Lung cancer research is also advancing. Studies in non-small cell lung cancer have shown that ctDNA clearance during treatment correlates with better event-free survival and pathologic response. Multiple ongoing clinical trials are testing whether MRD-positive patients with resected stage II or III lung cancer benefit from additional therapy after surgery.
How MRD Guides Treatment Decisions
The practical value of MRD testing lies in its ability to personalize what happens next. For patients who achieve MRD negativity, there may be an opportunity to de-escalate treatment, sparing them the side effects of additional chemotherapy that they may not need.
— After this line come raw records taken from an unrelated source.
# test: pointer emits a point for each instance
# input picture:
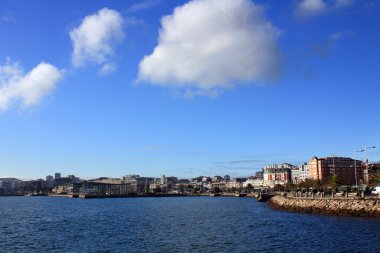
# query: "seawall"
(338, 207)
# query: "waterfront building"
(277, 174)
(303, 171)
(259, 174)
(256, 183)
(295, 174)
(217, 179)
(219, 186)
(8, 184)
(343, 167)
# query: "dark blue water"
(183, 224)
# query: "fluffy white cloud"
(343, 3)
(29, 88)
(95, 38)
(206, 45)
(312, 8)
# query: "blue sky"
(216, 87)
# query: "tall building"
(163, 179)
(277, 174)
(303, 171)
(57, 175)
(344, 167)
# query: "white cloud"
(143, 5)
(343, 3)
(27, 89)
(310, 8)
(107, 69)
(208, 45)
(94, 40)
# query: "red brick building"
(344, 167)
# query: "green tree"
(375, 179)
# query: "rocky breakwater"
(338, 207)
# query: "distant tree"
(278, 187)
(375, 179)
(250, 188)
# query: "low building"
(277, 174)
(303, 172)
(256, 183)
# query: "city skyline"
(115, 88)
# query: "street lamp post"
(366, 163)
(356, 175)
(365, 149)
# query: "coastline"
(335, 207)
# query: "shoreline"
(333, 207)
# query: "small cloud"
(323, 49)
(310, 8)
(343, 3)
(306, 9)
(107, 68)
(8, 17)
(143, 5)
(148, 148)
(27, 89)
(372, 5)
(223, 43)
(95, 38)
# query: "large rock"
(339, 207)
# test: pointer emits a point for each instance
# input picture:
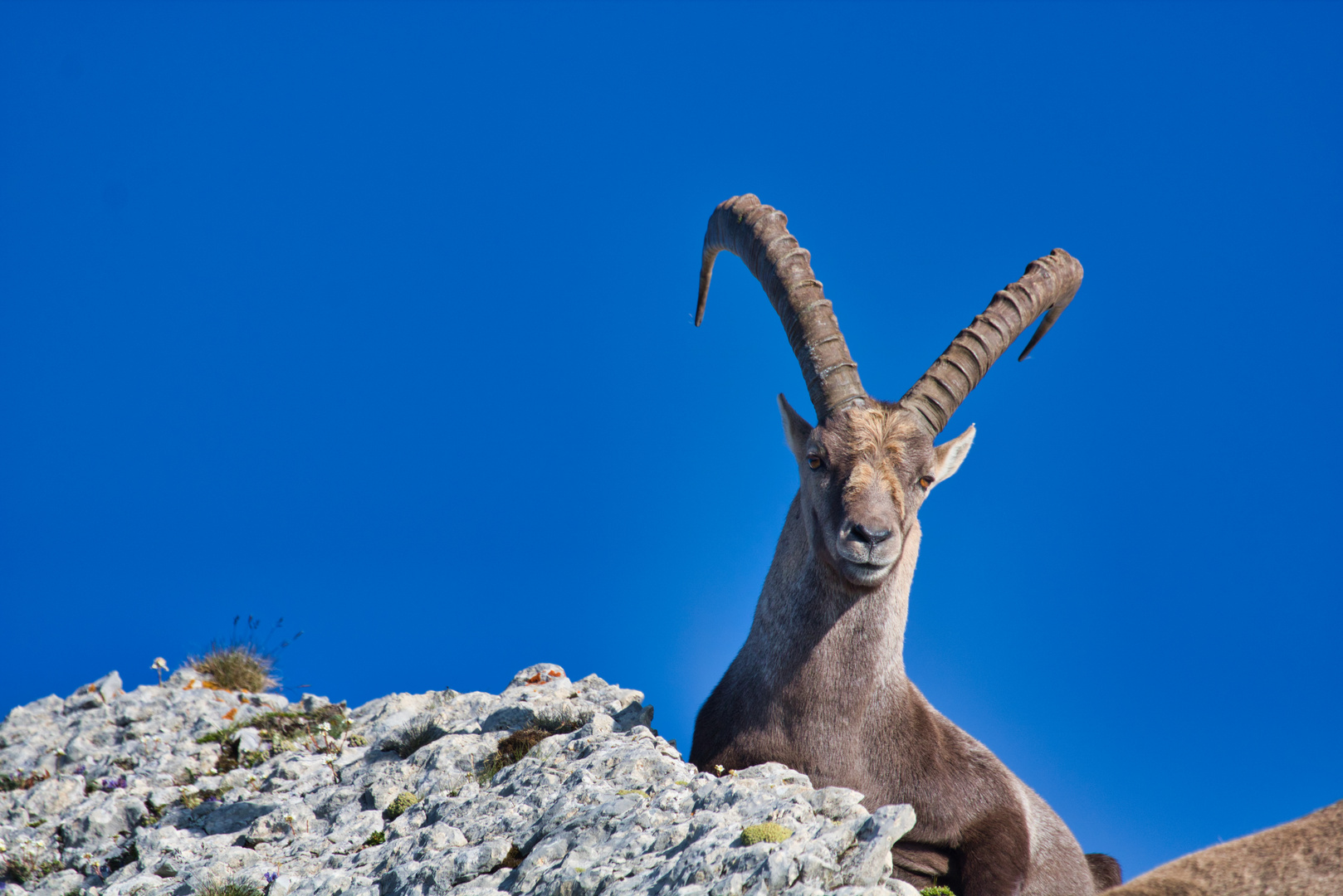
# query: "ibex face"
(865, 472)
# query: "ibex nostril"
(871, 536)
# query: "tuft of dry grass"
(421, 733)
(520, 743)
(237, 668)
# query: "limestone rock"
(144, 807)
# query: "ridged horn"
(1048, 285)
(759, 236)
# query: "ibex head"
(868, 465)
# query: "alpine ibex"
(821, 681)
(1301, 857)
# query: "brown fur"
(821, 684)
(1303, 857)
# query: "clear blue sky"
(378, 319)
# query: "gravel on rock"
(171, 790)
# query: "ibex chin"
(821, 680)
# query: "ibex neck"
(813, 624)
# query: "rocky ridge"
(186, 787)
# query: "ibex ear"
(949, 457)
(795, 429)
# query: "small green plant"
(399, 805)
(766, 833)
(27, 865)
(230, 889)
(520, 743)
(513, 859)
(418, 733)
(323, 730)
(242, 664)
(19, 781)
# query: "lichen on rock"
(590, 801)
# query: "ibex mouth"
(864, 574)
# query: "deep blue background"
(378, 317)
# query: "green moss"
(399, 805)
(766, 833)
(232, 889)
(17, 781)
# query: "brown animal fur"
(821, 683)
(1303, 857)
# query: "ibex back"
(821, 681)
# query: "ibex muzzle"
(821, 683)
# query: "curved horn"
(1049, 284)
(759, 236)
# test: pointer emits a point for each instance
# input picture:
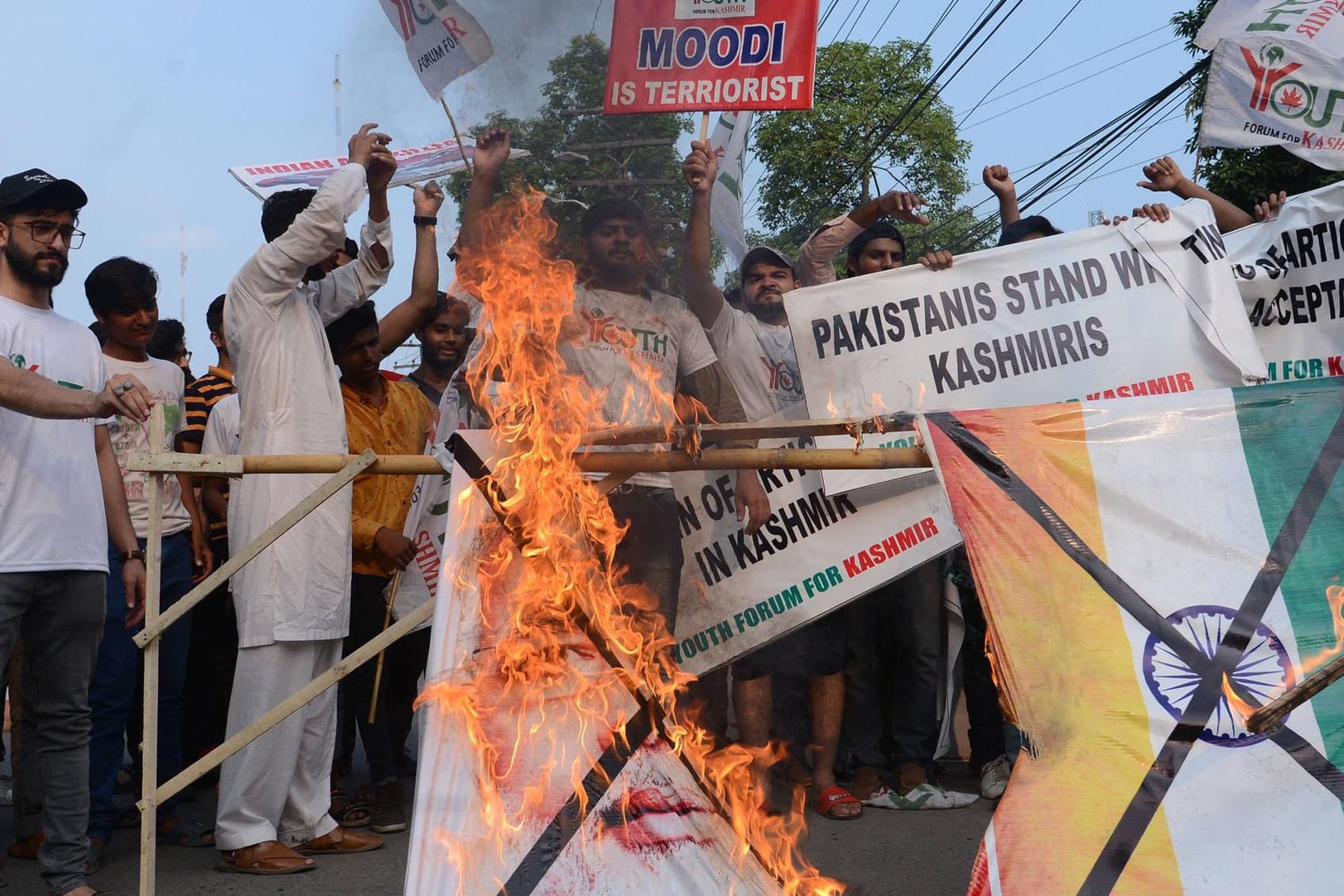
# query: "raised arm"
(271, 274)
(705, 298)
(1165, 175)
(491, 153)
(1000, 185)
(351, 285)
(36, 395)
(399, 323)
(816, 257)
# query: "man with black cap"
(757, 349)
(53, 548)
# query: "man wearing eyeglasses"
(54, 474)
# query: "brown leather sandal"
(269, 857)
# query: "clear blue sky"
(147, 105)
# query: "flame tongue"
(541, 700)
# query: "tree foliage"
(1242, 176)
(578, 82)
(821, 163)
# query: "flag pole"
(457, 135)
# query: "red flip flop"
(832, 797)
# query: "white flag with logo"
(442, 39)
(1264, 92)
(1318, 23)
(730, 144)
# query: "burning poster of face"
(556, 758)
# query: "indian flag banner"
(1152, 568)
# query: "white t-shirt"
(610, 332)
(51, 513)
(224, 430)
(759, 360)
(166, 384)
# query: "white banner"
(1108, 312)
(413, 166)
(1265, 92)
(1290, 272)
(730, 144)
(813, 555)
(442, 39)
(1318, 23)
(426, 518)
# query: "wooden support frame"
(344, 468)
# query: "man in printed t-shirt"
(124, 297)
(619, 323)
(757, 347)
(60, 499)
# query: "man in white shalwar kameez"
(293, 598)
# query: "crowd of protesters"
(300, 348)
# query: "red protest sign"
(695, 55)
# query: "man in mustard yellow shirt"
(392, 418)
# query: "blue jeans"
(113, 688)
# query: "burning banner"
(1265, 92)
(556, 757)
(1290, 272)
(1151, 571)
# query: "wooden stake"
(705, 135)
(293, 704)
(457, 135)
(345, 473)
(149, 731)
(378, 672)
(1273, 712)
(586, 461)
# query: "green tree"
(823, 161)
(574, 159)
(1242, 176)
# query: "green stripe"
(1284, 429)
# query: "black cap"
(36, 187)
(768, 256)
(878, 230)
(1020, 229)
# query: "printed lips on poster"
(694, 55)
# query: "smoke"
(378, 82)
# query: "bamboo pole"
(356, 465)
(1273, 712)
(586, 461)
(378, 672)
(149, 730)
(711, 433)
(293, 703)
(457, 135)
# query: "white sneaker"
(921, 797)
(994, 778)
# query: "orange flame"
(538, 700)
(1335, 595)
(1236, 704)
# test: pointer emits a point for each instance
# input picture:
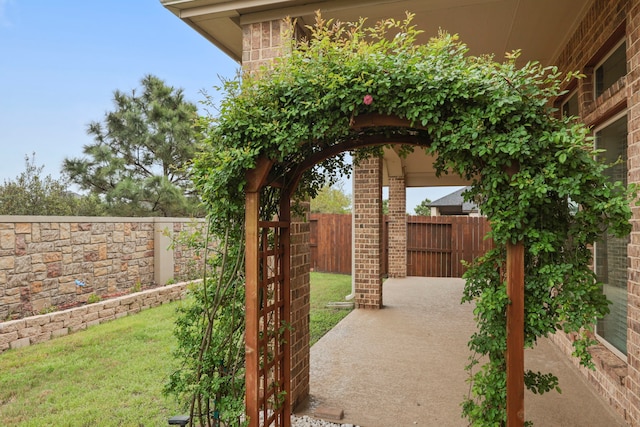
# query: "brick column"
(261, 43)
(397, 227)
(367, 208)
(300, 306)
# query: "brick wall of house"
(397, 227)
(605, 23)
(51, 263)
(367, 249)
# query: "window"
(611, 68)
(611, 252)
(570, 105)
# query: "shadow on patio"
(404, 365)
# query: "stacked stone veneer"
(52, 263)
(32, 330)
(604, 24)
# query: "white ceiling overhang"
(539, 28)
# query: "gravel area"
(306, 421)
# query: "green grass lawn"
(112, 374)
(109, 375)
(325, 288)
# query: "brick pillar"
(261, 43)
(367, 208)
(397, 227)
(632, 381)
(300, 306)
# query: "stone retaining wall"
(52, 263)
(35, 329)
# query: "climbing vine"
(533, 173)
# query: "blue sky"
(60, 62)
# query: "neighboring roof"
(455, 199)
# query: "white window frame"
(600, 339)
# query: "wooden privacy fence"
(436, 245)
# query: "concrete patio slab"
(403, 365)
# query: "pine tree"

For patients who remain MRD positive, the result can trigger a switch to a different drug regimen, the addition of targeted therapy, or consideration of a stem cell transplant.
This is a shift from the traditional approach, where all patients at a given cancer stage received roughly the same post-treatment plan regardless of how deeply their individual cancer responded. MRD testing makes it possible to tailor those decisions to the biology happening inside each patient’s body rather than relying solely on imaging or surface-level blood counts that miss cancer cells lurking below their detection limits.